Friday, September 10, 2010

The amoral essence of atheism

You can lead an atheist to logic, but on the evidence of this professor of philosophy, it's going to take him at least a decade to follow it:
In a word, this philosopher has long been laboring under an unexamined assumption, namely, that there is such a thing as right and wrong. I now believe there isn’t.

How I arrived at this conclusion is the subject of a book I have written during this recent period (tentatively titled Bad Faith: A Personal Memoir on Atheism, Amorality, and Animals). The long and the short of it is that I became convinced that atheism implies amorality; and since I am an atheist, I must therefore embrace amorality. I call the premise of this argument ‘hard atheism’ because it is analogous to a thesis in philosophy known as ‘hard determinism.’ The latter holds that if metaphysical determinism is true, then there is no such thing as free will. Thus, a ‘soft determinist’ believes that, even if your reading of this column right now has followed by causal necessity from the Big Bang fourteen billion years ago, you can still meaningfully be said to have freely chosen to read it. Analogously, a ‘soft atheist’ would hold that one could be an atheist and still believe in morality. And indeed, the whole crop of ‘New Atheists’ (see Issue 78) are softies of this kind. So was I, until I experienced my shocking epiphany that the religious fundamentalists are correct: without God, there is no morality. But they are incorrect, I still believe, about there being a God. Hence, I believe, there is no morality.

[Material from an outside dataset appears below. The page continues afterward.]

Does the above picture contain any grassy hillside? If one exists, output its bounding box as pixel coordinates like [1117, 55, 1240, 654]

Why do I now accept hard atheism? I was struck by salient parallels between religion and morality, especially that both avail themselves of imperatives or commands, which are intended to apply universally. In the case of religion, and most obviously theism, these commands emanate from a Commander; “and this all people call God,” as Aquinas might have put it. The problem with theism is of course the shaky grounds for believing in God. But the problem with morality, I now maintain, is that it is in even worse shape than religion in this regard; for if there were a God, His issuing commands would make some kind of sense. But if there is no God, as of course atheists assert, then what sense could be made of there being commands of this sort? In sum, while theists take the obvious existence of moral commands to be a kind of proof of the existence of a Commander, i.e., God, I now take the non-existence of a Commander as a kind of proof that there are no Commands, i.e., morality.
Now that Marc "Moral Minds" Hauser has been exposed as a scientific fraud and Sam Harris has spiraled off into weird neuro-Buddhist utilitarian psychophilosophy, it is well past time for atheists to stop avoiding the rational consequences of their godless belief systems and admit what was always obvious to everyone from the start. As I have repeatedly explained to the sort of maleducated overestimator of his own intelligence that actually believes that there is a genuine dilemma to be found in Euthyphro, the essence of morality is, and has always been, God's Game, God's Rules. Therefore, no God = no Rules. It takes some serious education to sufficiently confuse an otherwise intelligent individual to the point that it takes him more than a decade to recognize this basic and patently obvious logic.

Hard Atheism isn't a bad name for the concept, but there is already a more accurate one. It's called Rational Atheism.